Si vous allez sur le site du ministère de l’éducation nationale, vous découvrirez, parmi les onglets « rythme scolaire » ou « égalité filles-garçons », le programme de l’agrégation d’histoire de 2015. C’est à dire le programme que tous les futurs professeurs du secondaire et du supérieur devront potasser pendant six mois afin d’obtenir le concours leur permettant d’enseigner à vos enfants l’histoire de France.
Ne revenons pas sur la nullité d’un concours que doivent passer à la fois ceux qui se destinent au lycée et ceux qui se destinent à l’Université, deux mondes extrêmement différents, surtout aujourd’hui, tant au niveau des savoirs que des méthodes, non plus que sur la pertinence d’un niveau de difficulté si élevé pour se retrouver à enseigner les mathématiques en sixième dans une ZEP, comme c’est arrivé à une mienne professeur, agrégée de lettres classiques.
Intéressons-nous plutôt au contenu de ce programme destiné à élire ceux qui vont apprendre la France aux têtes blondes (ou brunes). Car il s’agit bien de cela : l’Histoire est peut-être une science, mais elle n’est pas neutre ; c’est avant tout un outil de construction de l’identité.
L’Histoire est ce qui nous rattache à nos pères, nous apprend qui nous sommes et où nous allons.

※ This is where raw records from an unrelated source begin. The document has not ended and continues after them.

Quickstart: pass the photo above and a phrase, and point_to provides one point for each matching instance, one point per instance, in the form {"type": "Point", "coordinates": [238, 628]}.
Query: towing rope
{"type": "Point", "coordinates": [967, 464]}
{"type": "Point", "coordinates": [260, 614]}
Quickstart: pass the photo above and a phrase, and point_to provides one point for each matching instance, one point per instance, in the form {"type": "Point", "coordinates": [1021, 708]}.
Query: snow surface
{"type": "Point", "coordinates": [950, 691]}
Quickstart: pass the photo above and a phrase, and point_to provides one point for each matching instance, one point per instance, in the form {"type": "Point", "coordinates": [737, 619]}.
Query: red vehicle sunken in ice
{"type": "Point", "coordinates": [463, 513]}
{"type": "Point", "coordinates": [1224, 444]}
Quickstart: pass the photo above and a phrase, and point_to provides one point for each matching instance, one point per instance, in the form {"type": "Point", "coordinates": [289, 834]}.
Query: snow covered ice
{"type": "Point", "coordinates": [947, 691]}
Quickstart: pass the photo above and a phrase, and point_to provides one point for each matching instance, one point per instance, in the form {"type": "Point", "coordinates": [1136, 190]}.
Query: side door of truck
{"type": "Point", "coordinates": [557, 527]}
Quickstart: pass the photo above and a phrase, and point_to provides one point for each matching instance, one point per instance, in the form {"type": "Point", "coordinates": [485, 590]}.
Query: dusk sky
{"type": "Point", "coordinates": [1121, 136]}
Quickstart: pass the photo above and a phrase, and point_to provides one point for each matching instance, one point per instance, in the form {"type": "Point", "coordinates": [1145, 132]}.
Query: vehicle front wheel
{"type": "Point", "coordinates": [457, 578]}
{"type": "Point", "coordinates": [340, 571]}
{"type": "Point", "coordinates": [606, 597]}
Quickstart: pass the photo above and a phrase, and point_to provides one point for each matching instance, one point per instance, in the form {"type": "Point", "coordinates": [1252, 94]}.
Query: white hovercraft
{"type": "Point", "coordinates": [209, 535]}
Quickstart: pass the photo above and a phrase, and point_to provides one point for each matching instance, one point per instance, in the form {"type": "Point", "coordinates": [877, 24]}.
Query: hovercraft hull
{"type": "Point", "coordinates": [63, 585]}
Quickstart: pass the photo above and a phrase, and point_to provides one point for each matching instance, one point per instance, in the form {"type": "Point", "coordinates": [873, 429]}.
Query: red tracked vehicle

En France, c’est par l’Histoire (ou la légende, legenda : ce qui doit être lu) que s’est édifiée la conscience d’appartenir à un ensemble commun, avec ses mythes fondateurs. Au Moyen-Age et à l ’époque moderne, cela se fit autour des Rois et des saints ; après la Révolution autour de « l’épopée » révolutionnaire.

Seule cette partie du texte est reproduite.